Bit-Pattern of Representation of Objects

R

Robbie Hatley

I was struggling to come up with a way to discern the actual
bit patterns of the representations of C++ objects (esp.
objects of small built-in types), and I came up with the
following mess. But I'm wondering, is there an easier way
to do this? This seems so klunky.

#include <iostream>
#include <cmath>
template<typename T>
void Binary(T const & object)
{
size_t size = 8 * sizeof(object); // Size of object in bits.
unsigned long long int mask =
static_cast<unsigned long long int>
(pow(2.0, static_cast<double>(size - 1)) + 0.1);
unsigned long long int pattern =
*reinterpret_cast<const unsigned long long int*>(&object);
for( ; mask > 0 ; mask >>= 1)
{
if(pattern & mask) std::cout << "1";
else std::cout << "0";
}
std::cout << std::endl;
return;
}


--
Cheers,
Robbie Hatley
East Tustin, CA, USA
lone wolf intj at pac bell dot net
(put "[usenet]" in subject to bypass spam filter)
http://home.pacbell.net/earnur/
 
A

Alf P. Steinbach

* Robbie Hatley:
I was struggling to come up with a way to discern the actual
bit patterns of the representations of C++ objects (esp.
objects of small built-in types), and I came up with the
following mess. But I'm wondering, is there an easier way
to do this? This seems so klunky.

#include <iostream>
#include <cmath>
template<typename T>
void Binary(T const & object)
{
size_t size = 8 * sizeof(object); // Size of object in bits.

Use CHAR_BITS or whatever it's called: a byte isn't necessarily 8 bits.

unsigned long long int mask =

C++ does not have a 'long long' type, yet.

static_cast<unsigned long long int>
(pow(2.0, static_cast<double>(size - 1)) + 0.1);

Use left shift operator.

unsigned long long int pattern =
*reinterpret_cast<const unsigned long long int*>(&object);

You don't know that sizeopf(object) <= sizeof(long long).

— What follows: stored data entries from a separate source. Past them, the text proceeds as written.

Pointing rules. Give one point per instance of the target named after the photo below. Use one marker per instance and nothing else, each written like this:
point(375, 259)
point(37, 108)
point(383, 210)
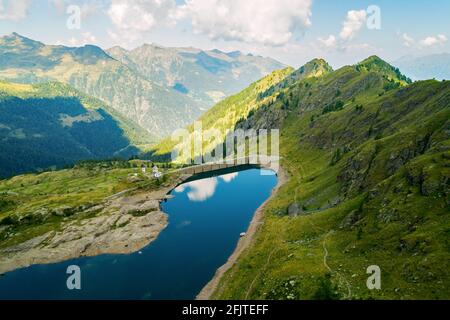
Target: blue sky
point(292, 31)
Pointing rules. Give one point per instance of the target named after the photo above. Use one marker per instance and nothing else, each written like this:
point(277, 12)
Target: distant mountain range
point(436, 66)
point(54, 125)
point(161, 89)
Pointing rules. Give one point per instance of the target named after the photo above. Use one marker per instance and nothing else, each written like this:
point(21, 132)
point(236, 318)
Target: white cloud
point(433, 40)
point(14, 10)
point(133, 19)
point(352, 24)
point(329, 42)
point(407, 40)
point(427, 42)
point(87, 8)
point(270, 23)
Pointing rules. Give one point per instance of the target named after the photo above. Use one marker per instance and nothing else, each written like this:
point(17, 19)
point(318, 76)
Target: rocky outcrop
point(123, 224)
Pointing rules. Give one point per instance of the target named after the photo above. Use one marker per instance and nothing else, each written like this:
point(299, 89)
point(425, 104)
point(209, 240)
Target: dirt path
point(244, 242)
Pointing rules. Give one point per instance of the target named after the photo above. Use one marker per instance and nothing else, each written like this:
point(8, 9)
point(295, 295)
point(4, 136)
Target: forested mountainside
point(54, 125)
point(367, 155)
point(225, 115)
point(153, 90)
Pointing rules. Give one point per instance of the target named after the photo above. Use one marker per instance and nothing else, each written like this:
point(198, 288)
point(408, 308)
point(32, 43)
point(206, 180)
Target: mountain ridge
point(135, 90)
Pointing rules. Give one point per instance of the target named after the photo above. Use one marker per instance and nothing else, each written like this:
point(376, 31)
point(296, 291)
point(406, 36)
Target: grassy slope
point(33, 204)
point(227, 113)
point(382, 199)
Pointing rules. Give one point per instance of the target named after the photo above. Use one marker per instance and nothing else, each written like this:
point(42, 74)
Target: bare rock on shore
point(109, 233)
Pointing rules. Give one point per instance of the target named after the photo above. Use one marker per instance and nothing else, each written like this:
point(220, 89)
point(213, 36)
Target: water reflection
point(202, 190)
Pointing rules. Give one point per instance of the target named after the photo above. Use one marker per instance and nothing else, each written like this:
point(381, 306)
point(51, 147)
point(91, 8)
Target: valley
point(364, 178)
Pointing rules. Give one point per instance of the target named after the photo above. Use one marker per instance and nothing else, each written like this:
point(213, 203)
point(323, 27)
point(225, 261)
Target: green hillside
point(227, 113)
point(367, 153)
point(53, 124)
point(369, 173)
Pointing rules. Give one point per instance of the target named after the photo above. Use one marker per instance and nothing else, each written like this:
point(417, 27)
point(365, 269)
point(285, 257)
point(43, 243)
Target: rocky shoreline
point(123, 224)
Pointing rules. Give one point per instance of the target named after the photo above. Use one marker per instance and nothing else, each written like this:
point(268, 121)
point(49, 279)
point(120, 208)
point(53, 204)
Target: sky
point(291, 31)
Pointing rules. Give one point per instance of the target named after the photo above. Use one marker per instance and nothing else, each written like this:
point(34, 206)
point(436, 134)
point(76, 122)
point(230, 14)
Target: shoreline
point(98, 235)
point(245, 242)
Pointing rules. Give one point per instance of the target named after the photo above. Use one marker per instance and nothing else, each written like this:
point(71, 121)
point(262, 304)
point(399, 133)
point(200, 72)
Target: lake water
point(206, 217)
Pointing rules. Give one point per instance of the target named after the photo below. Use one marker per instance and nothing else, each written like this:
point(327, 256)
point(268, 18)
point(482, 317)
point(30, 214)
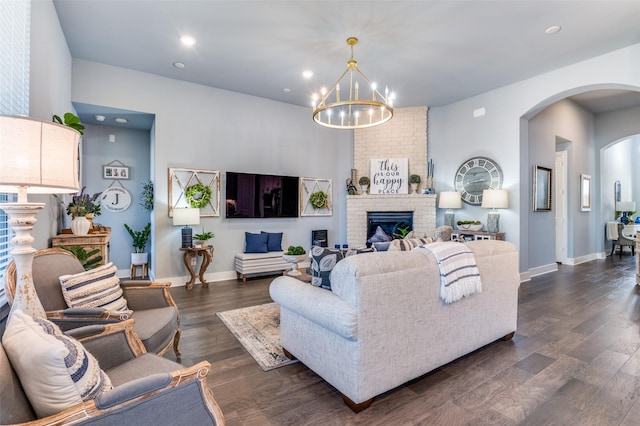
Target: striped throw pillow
point(55, 370)
point(95, 288)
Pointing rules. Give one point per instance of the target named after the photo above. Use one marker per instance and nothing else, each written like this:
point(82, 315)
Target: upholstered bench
point(262, 263)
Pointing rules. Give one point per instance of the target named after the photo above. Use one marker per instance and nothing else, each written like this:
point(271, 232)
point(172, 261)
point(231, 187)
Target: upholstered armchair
point(623, 241)
point(145, 389)
point(157, 320)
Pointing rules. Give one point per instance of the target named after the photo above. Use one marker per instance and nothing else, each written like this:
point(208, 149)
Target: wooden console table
point(190, 253)
point(89, 242)
point(477, 235)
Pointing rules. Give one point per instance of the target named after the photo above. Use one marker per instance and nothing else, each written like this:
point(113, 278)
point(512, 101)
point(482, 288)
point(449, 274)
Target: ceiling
point(427, 52)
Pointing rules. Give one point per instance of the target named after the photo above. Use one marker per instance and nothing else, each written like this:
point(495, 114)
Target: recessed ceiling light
point(553, 29)
point(188, 40)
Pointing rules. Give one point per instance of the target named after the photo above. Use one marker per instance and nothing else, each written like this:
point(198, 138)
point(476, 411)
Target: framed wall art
point(541, 189)
point(316, 197)
point(195, 188)
point(585, 193)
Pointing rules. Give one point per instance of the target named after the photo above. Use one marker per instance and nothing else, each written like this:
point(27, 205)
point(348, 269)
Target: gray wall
point(207, 128)
point(132, 148)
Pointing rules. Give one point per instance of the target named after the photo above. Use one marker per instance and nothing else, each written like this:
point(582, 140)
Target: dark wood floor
point(575, 360)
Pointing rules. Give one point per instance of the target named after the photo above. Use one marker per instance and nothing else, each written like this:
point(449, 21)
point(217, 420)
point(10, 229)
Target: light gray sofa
point(383, 323)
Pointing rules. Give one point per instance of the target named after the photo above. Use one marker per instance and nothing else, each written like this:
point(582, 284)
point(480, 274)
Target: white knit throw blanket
point(459, 274)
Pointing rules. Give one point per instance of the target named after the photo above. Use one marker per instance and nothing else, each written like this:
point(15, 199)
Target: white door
point(560, 192)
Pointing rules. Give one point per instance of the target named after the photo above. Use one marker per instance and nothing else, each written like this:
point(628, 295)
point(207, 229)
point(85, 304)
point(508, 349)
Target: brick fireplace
point(422, 206)
point(404, 136)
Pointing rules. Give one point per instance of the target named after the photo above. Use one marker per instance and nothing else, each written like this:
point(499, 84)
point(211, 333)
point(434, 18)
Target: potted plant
point(294, 255)
point(83, 208)
point(364, 184)
point(414, 181)
point(146, 197)
point(140, 240)
point(203, 238)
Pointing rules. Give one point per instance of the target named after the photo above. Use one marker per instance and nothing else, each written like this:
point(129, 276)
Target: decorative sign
point(115, 199)
point(389, 176)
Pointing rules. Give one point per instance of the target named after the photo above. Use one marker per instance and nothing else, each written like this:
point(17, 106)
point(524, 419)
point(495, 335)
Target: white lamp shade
point(41, 156)
point(626, 206)
point(186, 216)
point(450, 200)
point(495, 199)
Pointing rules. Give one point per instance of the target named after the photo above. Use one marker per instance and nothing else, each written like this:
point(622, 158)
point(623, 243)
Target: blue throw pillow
point(255, 243)
point(274, 240)
point(322, 262)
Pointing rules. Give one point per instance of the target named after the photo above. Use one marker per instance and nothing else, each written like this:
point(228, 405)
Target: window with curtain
point(15, 24)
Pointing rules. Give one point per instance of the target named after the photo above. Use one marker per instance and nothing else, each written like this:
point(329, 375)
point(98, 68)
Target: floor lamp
point(449, 200)
point(40, 158)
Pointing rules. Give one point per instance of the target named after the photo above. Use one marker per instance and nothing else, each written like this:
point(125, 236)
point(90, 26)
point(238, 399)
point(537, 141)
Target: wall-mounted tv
point(251, 195)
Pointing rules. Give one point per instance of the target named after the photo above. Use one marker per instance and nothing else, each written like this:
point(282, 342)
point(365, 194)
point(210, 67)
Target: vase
point(139, 258)
point(80, 225)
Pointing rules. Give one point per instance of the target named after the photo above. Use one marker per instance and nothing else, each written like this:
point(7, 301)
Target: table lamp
point(40, 158)
point(494, 199)
point(449, 200)
point(625, 207)
point(187, 216)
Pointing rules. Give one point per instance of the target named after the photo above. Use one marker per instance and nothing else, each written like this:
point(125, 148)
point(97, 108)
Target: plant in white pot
point(140, 240)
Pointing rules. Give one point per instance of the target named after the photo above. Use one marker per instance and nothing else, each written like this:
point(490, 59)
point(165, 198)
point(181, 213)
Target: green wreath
point(319, 199)
point(198, 195)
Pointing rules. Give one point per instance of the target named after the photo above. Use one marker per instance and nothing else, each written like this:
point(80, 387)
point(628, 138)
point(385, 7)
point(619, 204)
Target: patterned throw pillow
point(407, 245)
point(95, 288)
point(55, 370)
point(322, 262)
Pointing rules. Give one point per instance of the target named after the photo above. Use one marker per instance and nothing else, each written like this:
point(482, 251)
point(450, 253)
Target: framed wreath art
point(319, 199)
point(196, 188)
point(315, 197)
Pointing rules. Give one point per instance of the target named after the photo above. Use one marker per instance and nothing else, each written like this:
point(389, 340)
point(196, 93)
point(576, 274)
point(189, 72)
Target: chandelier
point(339, 110)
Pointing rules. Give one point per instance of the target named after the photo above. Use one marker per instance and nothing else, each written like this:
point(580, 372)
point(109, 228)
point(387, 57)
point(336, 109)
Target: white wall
point(502, 135)
point(567, 120)
point(203, 127)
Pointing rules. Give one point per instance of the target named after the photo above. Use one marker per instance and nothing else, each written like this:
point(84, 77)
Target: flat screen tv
point(251, 195)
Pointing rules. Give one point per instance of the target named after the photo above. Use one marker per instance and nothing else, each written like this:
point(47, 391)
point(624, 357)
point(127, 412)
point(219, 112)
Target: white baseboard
point(586, 258)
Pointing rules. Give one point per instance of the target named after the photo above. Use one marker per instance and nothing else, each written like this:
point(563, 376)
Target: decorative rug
point(257, 328)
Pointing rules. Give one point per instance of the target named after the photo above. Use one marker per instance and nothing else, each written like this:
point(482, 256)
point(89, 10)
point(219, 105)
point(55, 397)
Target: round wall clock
point(115, 199)
point(474, 176)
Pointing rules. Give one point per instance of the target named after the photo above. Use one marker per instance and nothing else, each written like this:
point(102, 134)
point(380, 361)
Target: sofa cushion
point(322, 262)
point(274, 240)
point(95, 288)
point(55, 370)
point(256, 243)
point(408, 244)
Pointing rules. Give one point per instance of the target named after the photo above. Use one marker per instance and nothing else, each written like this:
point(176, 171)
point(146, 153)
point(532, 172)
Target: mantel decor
point(343, 107)
point(195, 188)
point(541, 189)
point(315, 197)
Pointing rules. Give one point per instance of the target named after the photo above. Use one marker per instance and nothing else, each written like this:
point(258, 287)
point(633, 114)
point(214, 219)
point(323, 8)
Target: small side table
point(190, 253)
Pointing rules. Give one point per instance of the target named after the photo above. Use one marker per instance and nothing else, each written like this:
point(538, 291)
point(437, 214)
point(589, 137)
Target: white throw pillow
point(55, 370)
point(95, 288)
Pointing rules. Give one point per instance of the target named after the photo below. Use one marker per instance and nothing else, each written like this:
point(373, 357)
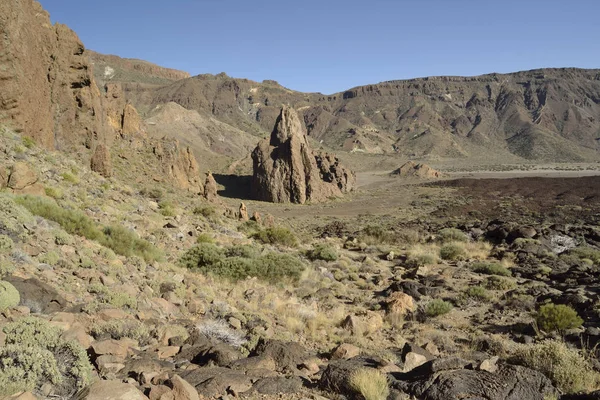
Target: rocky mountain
point(545, 114)
point(286, 169)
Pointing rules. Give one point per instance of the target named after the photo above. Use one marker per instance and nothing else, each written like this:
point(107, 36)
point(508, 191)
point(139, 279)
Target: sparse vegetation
point(557, 318)
point(322, 252)
point(437, 307)
point(491, 269)
point(34, 354)
point(276, 235)
point(452, 235)
point(121, 240)
point(453, 252)
point(568, 369)
point(370, 383)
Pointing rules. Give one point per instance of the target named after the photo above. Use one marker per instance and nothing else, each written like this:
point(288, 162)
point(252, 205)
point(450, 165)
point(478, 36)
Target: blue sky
point(331, 45)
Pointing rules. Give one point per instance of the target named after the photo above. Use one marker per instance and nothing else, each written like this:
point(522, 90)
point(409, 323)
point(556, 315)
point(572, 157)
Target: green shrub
point(491, 269)
point(586, 253)
point(72, 221)
point(437, 307)
point(452, 235)
point(240, 262)
point(202, 255)
point(452, 252)
point(322, 252)
point(127, 243)
point(567, 368)
point(119, 329)
point(155, 194)
point(166, 208)
point(69, 177)
point(477, 292)
point(55, 193)
point(205, 211)
point(35, 354)
point(276, 235)
point(371, 383)
point(498, 283)
point(205, 238)
point(557, 318)
point(9, 296)
point(28, 142)
point(6, 244)
point(245, 251)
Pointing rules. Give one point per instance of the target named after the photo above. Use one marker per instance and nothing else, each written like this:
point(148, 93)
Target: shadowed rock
point(287, 170)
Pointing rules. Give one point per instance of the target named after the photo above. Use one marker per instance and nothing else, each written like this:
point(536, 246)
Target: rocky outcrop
point(210, 187)
point(100, 161)
point(178, 164)
point(47, 89)
point(287, 170)
point(416, 170)
point(20, 178)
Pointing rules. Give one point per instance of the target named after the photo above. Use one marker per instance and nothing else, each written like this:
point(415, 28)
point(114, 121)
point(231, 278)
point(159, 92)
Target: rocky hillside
point(547, 114)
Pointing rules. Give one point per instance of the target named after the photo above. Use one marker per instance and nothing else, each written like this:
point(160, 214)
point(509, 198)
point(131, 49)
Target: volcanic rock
point(210, 187)
point(100, 162)
point(287, 170)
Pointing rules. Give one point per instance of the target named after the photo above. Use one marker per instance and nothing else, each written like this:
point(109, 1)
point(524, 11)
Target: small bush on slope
point(276, 235)
point(119, 239)
point(241, 262)
point(564, 366)
point(370, 383)
point(35, 354)
point(557, 318)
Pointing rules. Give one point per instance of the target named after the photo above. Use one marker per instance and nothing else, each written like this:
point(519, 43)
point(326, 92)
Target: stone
point(345, 351)
point(489, 365)
point(111, 347)
point(210, 187)
point(243, 212)
point(400, 303)
point(413, 360)
point(416, 170)
point(24, 180)
point(111, 390)
point(285, 168)
point(167, 351)
point(101, 162)
point(182, 390)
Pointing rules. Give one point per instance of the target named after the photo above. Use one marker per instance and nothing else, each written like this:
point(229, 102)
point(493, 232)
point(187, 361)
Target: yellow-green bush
point(567, 368)
point(276, 235)
point(9, 296)
point(371, 383)
point(35, 354)
point(557, 318)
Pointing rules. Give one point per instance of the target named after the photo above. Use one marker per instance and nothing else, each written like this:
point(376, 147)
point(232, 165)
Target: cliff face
point(47, 89)
point(48, 92)
point(546, 114)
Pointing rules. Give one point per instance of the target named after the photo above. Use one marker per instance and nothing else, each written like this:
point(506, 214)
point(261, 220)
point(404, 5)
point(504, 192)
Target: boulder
point(111, 390)
point(24, 180)
point(210, 187)
point(416, 170)
point(287, 170)
point(100, 161)
point(448, 379)
point(243, 212)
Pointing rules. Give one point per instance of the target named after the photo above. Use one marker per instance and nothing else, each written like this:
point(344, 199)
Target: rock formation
point(100, 162)
point(20, 178)
point(416, 170)
point(47, 89)
point(287, 170)
point(210, 187)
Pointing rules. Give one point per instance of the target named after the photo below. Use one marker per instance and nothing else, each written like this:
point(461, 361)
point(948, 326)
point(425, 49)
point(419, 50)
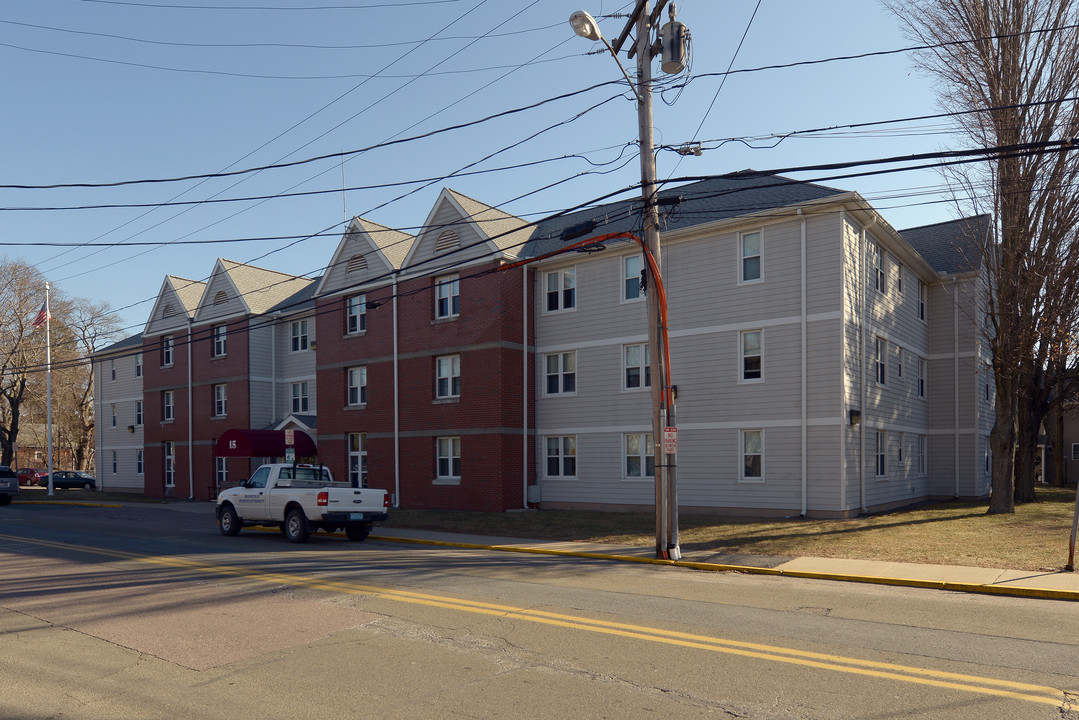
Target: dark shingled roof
point(954, 246)
point(716, 199)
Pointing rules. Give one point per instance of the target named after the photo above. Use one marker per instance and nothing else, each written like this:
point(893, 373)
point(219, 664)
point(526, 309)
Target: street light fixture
point(663, 406)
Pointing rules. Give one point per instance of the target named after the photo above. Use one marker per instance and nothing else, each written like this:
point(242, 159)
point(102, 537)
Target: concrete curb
point(1006, 591)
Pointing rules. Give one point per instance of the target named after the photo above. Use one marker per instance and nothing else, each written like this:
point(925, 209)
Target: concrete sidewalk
point(1052, 585)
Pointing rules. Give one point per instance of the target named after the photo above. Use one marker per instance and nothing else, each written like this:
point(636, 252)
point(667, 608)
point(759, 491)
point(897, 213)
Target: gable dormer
point(462, 230)
point(220, 298)
point(368, 253)
point(176, 303)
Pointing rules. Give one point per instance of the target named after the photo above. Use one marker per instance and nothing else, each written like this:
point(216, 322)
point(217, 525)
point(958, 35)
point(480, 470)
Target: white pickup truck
point(300, 499)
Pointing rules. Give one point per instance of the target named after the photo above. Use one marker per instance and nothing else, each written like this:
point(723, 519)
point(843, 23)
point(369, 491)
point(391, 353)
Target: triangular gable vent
point(356, 262)
point(447, 241)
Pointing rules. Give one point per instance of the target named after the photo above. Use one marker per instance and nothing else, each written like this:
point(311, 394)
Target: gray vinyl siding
point(259, 350)
point(708, 309)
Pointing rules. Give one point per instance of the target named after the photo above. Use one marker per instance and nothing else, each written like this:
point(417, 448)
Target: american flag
point(42, 317)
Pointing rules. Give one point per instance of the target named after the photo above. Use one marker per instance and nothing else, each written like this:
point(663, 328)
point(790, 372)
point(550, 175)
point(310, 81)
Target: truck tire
point(357, 531)
point(296, 526)
point(228, 521)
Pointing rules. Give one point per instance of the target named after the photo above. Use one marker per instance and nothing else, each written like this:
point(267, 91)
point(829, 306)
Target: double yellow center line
point(971, 683)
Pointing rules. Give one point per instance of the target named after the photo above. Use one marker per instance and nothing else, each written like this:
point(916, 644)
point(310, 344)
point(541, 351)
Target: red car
point(32, 476)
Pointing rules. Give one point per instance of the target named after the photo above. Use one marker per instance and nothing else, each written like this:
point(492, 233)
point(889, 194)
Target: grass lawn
point(1035, 538)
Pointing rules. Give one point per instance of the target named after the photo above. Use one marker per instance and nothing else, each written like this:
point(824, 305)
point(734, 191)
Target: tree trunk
point(1002, 442)
point(1026, 452)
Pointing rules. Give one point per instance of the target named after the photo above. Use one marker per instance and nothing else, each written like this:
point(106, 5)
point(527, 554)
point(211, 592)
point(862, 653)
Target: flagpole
point(49, 392)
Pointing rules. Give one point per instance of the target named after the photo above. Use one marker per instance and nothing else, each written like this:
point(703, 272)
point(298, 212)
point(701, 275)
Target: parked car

for( ; mask > 0 ; mask >>= 1)
{
if(pattern & mask) std::cout << "1";
else std::cout << "0";

std::cout << !!(pattern & mask);

}
std::cout << std::endl;
return;

Unnecessary 'return'.
 
F

Frederick Gotham

Robbie Hatley posted:
I was struggling to come up with a way to discern the actual
bit patterns of the representations of C++ objects


Here's some code I wrote recently if you're interested:

#include <cstddef>
#include <cassert>
#include <climits>
#include <ostream>

void PrintBits(void const * const mem,size_t amount_bytes,std::eek:stream &os)
{
assert( mem );
assert( amount_bytes );

char static str[CHAR_BIT + 1] = {};

unsigned char const *p = reinterpret_cast<unsigned char const*>(mem);

do
{
unsigned const byte_val = *p++;

char *pos = str;

unsigned to_and_with = 1U << CHAR_BIT - 1;

do *pos++ = byte_val & to_and_with ? '1' : '0';
while(to_and_with >>= 1);

os << str;

} while (--amount_bytes);
}


template<class T>
inline void PrintObjBits(T const &obj,std::eek:stream &os)
{
PrintBits(&obj,sizeof obj,os);
}


#include <iostream>

int main()
{
long double array[4] = { 241.126, 632.225, 2662.2523, 23345.2352 };

PrintObjBits(array,std::cout);
}
 
P

Pete Becker

Robbie said:
I was struggling to come up with a way to discern the actual
bit patterns of the representations of C++ objects (esp.
objects of small built-in types), and I came up with the
following mess. But I'm wondering, is there an easier way
to do this? This seems so klunky.

Copy the object into a suitably sized array of unsigned char, then dump
the unsigned chars in hex. If you really need binary rather than hex,
the conversion is a fairly simple exercise.
 
R

Robbie Hatley

Alf P. Steinbach said:
Use CHAR_BITS or whatever it's called: a byte isn't necessarily 8 bits.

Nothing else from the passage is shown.